Spatiotemporal Interpolation & Length Recovery with Philip J. Kellman (UCLA) and Janelle Liu (Columbia University)

Palmer, Kellman and Shipley (2006) proposed a model of spatiotemporal relatability (STR) to explain how the visual system processes dynamically occluded objects. The model specifies relations in space and time that lead to object formation. Tests of the model indicated that object completion, as shown by objective performance advantages in shape discrimination, was predicted by STR. The following movies illustrate conditions that show that dynamic object formation by STR is essential for recovery of metric properties such as length.

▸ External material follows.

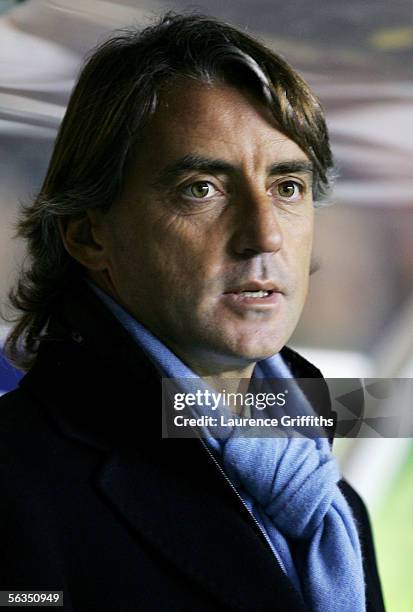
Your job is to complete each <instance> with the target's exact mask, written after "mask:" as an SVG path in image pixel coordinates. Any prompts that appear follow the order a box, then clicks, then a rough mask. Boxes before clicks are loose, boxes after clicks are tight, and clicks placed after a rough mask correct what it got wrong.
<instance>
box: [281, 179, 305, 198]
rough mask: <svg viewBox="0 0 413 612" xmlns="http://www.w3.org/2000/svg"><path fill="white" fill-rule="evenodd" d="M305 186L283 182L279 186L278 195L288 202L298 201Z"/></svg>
mask: <svg viewBox="0 0 413 612" xmlns="http://www.w3.org/2000/svg"><path fill="white" fill-rule="evenodd" d="M302 191H303V186H302V185H301V184H300V183H297V181H283V182H282V183H278V184H277V195H278V196H280V197H281V198H284V199H286V200H298V198H299V197H300V196H301V194H302Z"/></svg>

The objects and occluder were designed so that objects cannot be perceptually completed from information in any static frame of the animation sequence. 
Movie-2 show the STI condition as a white illusory triangle specified by sequential partial occlusions of black background elements in its path. Spatiotemporal (vs. spatial) interpolation was ensured by allowing no more than one vertex of the triangle to be visible at any moment. 
Movie-3 The triangle was specified in the control condition as three dots located at the vertices.Although the dots provided the same spatial and timing information as in the STI condition, they did not induce perception of interpolated contours or a coherent object. 
Conclusions. The data from our experiment show that STI can produce object representations with accurate metric properties. An object constructed through STI does not exist at any moment in the stimulus, yet its size appears to be accurately encoded. Cognitive inferences about length based on position and timing (control condition) were much less accurate, suggesting a special role of perceptual object formation from STI in producing representations of functionally important object properties.

Reference 
Palmer, E. M., Kellman, P. J., & Shipley, T. F. (2006). A theory of dynamic occluded and illusory object perception. Journal of Experimental Psychology: General, 135, 513–541.